Item 2.03. Creation of a Direct Financial Obligation or an Obligation under an Off-Balance Sheet Arrangement of a Registrant.

The discussion of the Amendment to the Line in Item 1.01 of this Current Report on Form 8-K is incorporated into this Item 2.03 by reference.

The statements contained in this Current Report on Form 8-K that are not purely historical are forward-looking statements within the meaning of Section 27A of the Securities Act of 1933 and Section 31E of the Securities Exchange Act of 1934, including statements regarding the Company’s expectations, hopes, beliefs, intentions, or strategies regarding the future. Forward-looking statements include statements regarding, among other things, the future intentions of the Board of Directors of the Company regarding possible strategic financial initiatives and the Company’s intentions regarding its line of credit facility. Investors are cautioned that any such forward-looking statements are not guarantees of future performance and involve risks and uncertainties, and that actual results may differ materially from those projected in the forward-looking statements as a result of various factors. All forward-looking statements included in this document are based on information available to the Company on the date hereof and the Company assumes no obligation to update any such forward-looking statement. Prospective investors should also consult the risks described from time to time in the Company’s Reports on Forms 8-K, 10-Q and 10-K and Annual Reports to Shareholders.

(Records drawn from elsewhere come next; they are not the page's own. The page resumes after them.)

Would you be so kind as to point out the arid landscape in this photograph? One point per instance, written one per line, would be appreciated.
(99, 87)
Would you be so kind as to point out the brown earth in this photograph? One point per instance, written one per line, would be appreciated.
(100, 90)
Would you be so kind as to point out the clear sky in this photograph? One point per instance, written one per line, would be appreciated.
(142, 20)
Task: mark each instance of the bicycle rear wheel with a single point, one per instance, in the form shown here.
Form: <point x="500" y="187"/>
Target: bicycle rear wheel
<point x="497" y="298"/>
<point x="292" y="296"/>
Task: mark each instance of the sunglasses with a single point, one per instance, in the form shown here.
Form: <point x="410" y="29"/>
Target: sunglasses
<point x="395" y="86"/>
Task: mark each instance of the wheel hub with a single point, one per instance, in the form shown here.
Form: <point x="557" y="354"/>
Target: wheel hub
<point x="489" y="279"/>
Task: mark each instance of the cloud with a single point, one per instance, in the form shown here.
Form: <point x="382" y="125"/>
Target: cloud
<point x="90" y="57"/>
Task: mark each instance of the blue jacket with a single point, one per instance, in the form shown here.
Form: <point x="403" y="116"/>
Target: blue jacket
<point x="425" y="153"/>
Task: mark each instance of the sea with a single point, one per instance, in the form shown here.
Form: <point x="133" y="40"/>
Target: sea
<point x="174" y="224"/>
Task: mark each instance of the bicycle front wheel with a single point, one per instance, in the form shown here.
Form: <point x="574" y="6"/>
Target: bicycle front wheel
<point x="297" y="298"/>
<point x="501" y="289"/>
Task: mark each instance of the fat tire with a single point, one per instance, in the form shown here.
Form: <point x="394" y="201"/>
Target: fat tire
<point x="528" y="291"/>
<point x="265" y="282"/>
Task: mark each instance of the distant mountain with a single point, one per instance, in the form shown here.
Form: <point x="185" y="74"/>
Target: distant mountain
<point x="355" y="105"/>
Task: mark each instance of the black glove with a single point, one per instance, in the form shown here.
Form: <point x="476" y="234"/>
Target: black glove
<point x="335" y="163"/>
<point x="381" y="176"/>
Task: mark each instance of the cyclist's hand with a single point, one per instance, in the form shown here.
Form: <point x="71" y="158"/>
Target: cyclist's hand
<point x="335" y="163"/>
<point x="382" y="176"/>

Item 9.01 Financial Statements and Exhibits

 

(d) Exhibits

 

Exhibit
No.

  

Description

10.1    Amendment No. 3, dated November 14, 2014, to Second Amended and Restated Loan and Security Agreement, dated as of January 12, 2010, as amended, by and among Nicholas Financial, Inc., a Florida corporation, Bank of America, N.A., as agent, and each of the Lenders party thereto.

 

2


SIGNATURES

Pursuant to the requirements of the Securities Exchange Act of 1934, the Registrant has duly caused this Current Report on Form 8-K to be signed on its behalf by the undersigned, hereunto duly authorized.

 

 

   

NICHOLAS FINANCIAL, INC.

                  (Registrant)

Date: November 18, 2014      

/s/ Ralph T. Finkenbrink

      Ralph T. Finkenbrink
      Chairman, President and Chief Executive Officer
      (Principal Executive Officer)
Date: November 18, 2014      

/s/ Katie L. MacGillivary

      Katie L. MacGillivary
      Vice President and Chief Financial Officer
      (Principal Financial Officer and Accounting Officer)

 

3


Exhibit Index

 

Exhibit

  

Description

10.1    Amendment No. 3, dated November 14, 2014, to Second Amended and Restated Loan and Security Agreement, dated as of January 12, 2010, as amended, by and among Nicholas Financial, Inc., a Florida corporation, Bank of America, N.A., as agent, and each of the Lenders party thereto.